Description
Describe the issue:
While using client.map
with async functions, I noticed a different behavior when I tried to pass in keyword arguments to the function. In this case, the function doesn't seem to run, but instead the coroutine object returned by calling the async function is returned.
It does work as expected if I don't pass in any keyword arguments, or use a normal (non-async) function.
The differing results, containing coroutine objects instead of values, lead to various errors in code that tries to use the results. The example below shows some TypeError: cannot pickle 'coroutine' object
errors, but I think they are only a consequence of the unexpected results from mapping the async functions with keyword arguments.
The differing results can be observed in the output of the print_data
function below.

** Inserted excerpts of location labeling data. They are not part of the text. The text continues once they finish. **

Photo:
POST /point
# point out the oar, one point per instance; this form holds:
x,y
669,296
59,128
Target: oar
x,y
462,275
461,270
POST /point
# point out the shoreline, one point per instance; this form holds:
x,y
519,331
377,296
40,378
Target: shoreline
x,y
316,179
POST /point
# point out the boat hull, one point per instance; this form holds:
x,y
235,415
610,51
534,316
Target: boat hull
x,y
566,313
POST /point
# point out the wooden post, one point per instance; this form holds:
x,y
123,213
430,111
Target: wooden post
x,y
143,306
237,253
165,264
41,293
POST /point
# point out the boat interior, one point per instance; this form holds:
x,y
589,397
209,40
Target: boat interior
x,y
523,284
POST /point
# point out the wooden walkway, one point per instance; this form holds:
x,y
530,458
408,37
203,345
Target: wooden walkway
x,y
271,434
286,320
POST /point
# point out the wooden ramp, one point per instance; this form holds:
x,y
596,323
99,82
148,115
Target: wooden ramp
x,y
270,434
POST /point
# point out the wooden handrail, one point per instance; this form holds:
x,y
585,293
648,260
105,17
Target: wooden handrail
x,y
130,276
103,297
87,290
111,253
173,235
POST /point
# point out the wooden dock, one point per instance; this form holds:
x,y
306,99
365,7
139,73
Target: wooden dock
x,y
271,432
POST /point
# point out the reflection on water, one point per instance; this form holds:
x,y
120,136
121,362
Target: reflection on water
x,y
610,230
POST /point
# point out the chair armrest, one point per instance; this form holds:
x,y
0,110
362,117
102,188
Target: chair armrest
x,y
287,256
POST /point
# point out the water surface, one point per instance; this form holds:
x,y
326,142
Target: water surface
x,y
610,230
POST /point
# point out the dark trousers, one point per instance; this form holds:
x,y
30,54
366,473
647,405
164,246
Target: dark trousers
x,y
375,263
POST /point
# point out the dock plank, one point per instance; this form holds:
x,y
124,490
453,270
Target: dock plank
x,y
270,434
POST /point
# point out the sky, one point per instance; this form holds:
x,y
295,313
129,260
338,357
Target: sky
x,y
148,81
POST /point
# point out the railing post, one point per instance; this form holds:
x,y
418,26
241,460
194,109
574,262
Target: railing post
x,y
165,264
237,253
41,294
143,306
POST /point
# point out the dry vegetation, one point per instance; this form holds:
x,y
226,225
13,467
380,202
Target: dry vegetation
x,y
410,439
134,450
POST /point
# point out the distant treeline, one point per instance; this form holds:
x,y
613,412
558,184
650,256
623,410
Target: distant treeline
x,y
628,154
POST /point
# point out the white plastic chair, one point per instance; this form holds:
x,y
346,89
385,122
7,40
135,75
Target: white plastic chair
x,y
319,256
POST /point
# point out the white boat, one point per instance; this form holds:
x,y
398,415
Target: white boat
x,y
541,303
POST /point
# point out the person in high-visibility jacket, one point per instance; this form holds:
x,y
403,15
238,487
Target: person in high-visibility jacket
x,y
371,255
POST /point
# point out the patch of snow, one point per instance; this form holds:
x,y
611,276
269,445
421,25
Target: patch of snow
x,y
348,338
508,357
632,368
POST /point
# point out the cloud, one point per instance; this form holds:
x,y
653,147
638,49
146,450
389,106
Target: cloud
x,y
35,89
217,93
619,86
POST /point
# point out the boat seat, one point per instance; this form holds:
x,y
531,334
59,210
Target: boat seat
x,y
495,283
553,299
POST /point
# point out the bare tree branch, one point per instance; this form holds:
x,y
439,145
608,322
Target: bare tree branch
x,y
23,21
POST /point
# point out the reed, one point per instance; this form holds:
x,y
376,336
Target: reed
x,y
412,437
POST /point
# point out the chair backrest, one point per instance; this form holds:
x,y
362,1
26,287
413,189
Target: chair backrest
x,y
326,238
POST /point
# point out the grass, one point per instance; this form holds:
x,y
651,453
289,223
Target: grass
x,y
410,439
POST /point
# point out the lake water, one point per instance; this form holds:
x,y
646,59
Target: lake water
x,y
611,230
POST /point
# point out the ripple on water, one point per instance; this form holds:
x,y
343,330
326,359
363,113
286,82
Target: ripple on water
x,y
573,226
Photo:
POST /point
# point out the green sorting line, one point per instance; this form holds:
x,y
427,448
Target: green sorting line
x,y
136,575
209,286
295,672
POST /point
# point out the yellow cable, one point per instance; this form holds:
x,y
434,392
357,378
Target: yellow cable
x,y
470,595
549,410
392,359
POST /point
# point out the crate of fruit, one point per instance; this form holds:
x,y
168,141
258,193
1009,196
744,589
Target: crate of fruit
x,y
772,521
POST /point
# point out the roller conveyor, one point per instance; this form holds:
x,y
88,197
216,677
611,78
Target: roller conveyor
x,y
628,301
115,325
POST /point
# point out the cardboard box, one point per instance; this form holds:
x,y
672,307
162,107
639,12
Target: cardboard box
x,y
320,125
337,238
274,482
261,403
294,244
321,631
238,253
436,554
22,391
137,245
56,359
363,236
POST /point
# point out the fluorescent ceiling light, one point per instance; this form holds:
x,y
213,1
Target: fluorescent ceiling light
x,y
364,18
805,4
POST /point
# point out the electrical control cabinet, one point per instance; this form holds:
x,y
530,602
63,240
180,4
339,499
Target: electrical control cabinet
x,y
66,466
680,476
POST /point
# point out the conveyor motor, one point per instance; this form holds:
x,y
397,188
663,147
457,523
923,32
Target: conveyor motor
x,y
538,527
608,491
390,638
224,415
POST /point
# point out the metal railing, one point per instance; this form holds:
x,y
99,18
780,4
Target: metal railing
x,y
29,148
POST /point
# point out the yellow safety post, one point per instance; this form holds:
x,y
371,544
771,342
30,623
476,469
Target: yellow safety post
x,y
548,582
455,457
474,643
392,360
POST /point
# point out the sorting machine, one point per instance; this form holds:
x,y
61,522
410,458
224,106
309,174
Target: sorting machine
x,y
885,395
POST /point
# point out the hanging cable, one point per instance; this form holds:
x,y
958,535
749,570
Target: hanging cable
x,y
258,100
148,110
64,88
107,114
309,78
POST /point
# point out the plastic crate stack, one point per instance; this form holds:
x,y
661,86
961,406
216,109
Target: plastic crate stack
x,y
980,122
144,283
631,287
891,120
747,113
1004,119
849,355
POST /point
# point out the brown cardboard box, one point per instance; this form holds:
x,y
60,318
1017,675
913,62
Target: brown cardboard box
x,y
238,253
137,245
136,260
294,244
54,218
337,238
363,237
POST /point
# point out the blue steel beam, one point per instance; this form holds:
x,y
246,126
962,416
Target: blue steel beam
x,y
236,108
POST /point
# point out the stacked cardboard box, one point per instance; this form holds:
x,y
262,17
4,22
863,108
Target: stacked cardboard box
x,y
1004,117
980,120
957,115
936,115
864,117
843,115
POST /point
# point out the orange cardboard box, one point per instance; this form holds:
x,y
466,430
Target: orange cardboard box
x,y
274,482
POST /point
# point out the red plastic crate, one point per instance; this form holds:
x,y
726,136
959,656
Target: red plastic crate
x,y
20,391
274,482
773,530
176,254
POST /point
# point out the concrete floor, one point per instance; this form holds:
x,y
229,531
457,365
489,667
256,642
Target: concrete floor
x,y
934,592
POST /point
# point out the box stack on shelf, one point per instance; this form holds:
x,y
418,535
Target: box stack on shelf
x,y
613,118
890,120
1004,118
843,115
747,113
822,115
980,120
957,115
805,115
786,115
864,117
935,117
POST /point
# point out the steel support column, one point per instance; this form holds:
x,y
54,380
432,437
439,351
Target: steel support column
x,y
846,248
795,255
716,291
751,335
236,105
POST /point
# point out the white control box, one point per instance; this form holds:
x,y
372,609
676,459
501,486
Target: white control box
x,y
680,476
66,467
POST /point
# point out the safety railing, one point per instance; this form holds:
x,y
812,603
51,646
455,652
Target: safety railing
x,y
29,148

Without keyword arguments, or using a normal function, everything works, and the output looks something like:
DATA OUTPUT: 3+True
DATA OUTPUT: 1+True
DATA OUTPUT: 2+True
['1+True', '2+True', '3+True']
DATA OUTPUT: 3@False
DATA OUTPUT: 1@False
DATA OUTPUT: 2@False
['1@False', '2@False', '3@False']
(values with +
are from the normal/sync function, values with @
are from the async function)
However, mapping the async function with keyword argument some_setting=True
leads to a different output, before printing lots of other errors and tracebacks:
DATA OUTPUT: 1+True
DATA OUTPUT: 3+True
DATA OUTPUT: 2+True
DATA OUTPUT: <coroutine object async_computation at 0x00000128C84C2810>
DATA OUTPUT: <coroutine object async_computation at 0x0000022F03209080>
DATA OUTPUT: <coroutine object async_computation at 0x000001A97403D080>
['1+True', '2+True', '3+True']
The difference is only whether the keyword argument some_setting=True
is passed, or not (see commented line in the code below).

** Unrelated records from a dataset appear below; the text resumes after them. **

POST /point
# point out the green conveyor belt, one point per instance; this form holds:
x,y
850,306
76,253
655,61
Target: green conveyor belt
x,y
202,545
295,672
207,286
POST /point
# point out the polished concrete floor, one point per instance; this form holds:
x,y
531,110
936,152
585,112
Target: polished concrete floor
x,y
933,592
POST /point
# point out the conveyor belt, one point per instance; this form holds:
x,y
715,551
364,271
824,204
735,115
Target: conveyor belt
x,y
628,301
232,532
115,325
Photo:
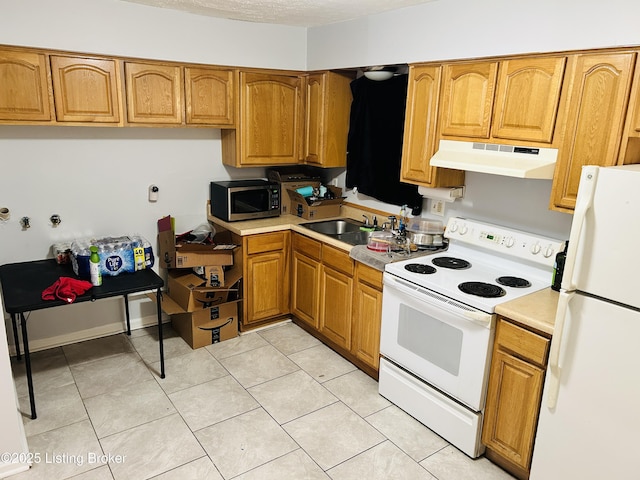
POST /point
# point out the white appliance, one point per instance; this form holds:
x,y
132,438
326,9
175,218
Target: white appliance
x,y
438,322
496,159
589,426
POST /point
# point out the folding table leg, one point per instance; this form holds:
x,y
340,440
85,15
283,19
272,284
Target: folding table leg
x,y
160,340
27,362
126,309
15,335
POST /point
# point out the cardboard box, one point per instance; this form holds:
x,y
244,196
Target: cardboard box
x,y
191,293
188,255
318,209
208,326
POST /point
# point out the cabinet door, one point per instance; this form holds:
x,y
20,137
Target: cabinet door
x,y
367,315
314,116
305,287
266,292
597,108
527,99
420,141
154,93
24,87
513,398
513,403
270,128
209,96
335,306
86,89
467,99
328,107
266,276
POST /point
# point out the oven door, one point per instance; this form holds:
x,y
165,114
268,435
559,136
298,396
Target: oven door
x,y
443,342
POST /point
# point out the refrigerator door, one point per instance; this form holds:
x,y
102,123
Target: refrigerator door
x,y
602,257
592,432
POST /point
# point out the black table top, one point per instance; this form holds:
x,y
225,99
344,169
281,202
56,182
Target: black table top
x,y
24,282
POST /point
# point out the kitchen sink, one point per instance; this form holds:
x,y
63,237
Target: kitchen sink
x,y
343,229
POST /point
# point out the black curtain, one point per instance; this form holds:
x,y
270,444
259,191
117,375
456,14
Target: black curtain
x,y
374,146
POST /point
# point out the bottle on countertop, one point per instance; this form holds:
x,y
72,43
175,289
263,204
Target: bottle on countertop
x,y
94,267
558,268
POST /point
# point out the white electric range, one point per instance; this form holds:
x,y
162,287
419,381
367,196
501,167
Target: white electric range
x,y
438,322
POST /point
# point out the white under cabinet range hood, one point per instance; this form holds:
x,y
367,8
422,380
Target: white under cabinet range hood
x,y
507,160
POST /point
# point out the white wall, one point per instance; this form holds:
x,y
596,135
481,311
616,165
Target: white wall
x,y
122,28
459,29
97,178
13,439
452,29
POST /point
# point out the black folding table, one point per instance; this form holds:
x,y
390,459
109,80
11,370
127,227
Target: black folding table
x,y
24,282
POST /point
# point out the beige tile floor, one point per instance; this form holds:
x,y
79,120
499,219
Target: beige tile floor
x,y
273,404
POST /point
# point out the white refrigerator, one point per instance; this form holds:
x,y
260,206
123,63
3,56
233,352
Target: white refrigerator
x,y
589,426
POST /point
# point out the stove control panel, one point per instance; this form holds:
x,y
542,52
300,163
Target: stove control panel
x,y
511,242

Is this behavior expected? I found it quite surprising and hard to track down in a larger code base.
(Just for completeness, await
ing the coroutine objects results in the correct values, but it seems weird that passing keyword arguments requires a different usage of the result)
Minimal Complete Verifiable Example:
import asyncio
from dask.distributed import Client
def sync_computation(index, some_setting=False):
return f"{index}+{some_setting}"
async def async_computation(index, some_setting=False):
await asyncio.sleep(1)
return f"{index}@{some_setting}"
def print_data(data):
print("DATA OUTPUT:", data)
return data
def schedule_and_run_computations(client):
all_ids = [1, 2, 3]
sync_computed_data = client.map(sync_computation, all_ids, some_setting=True)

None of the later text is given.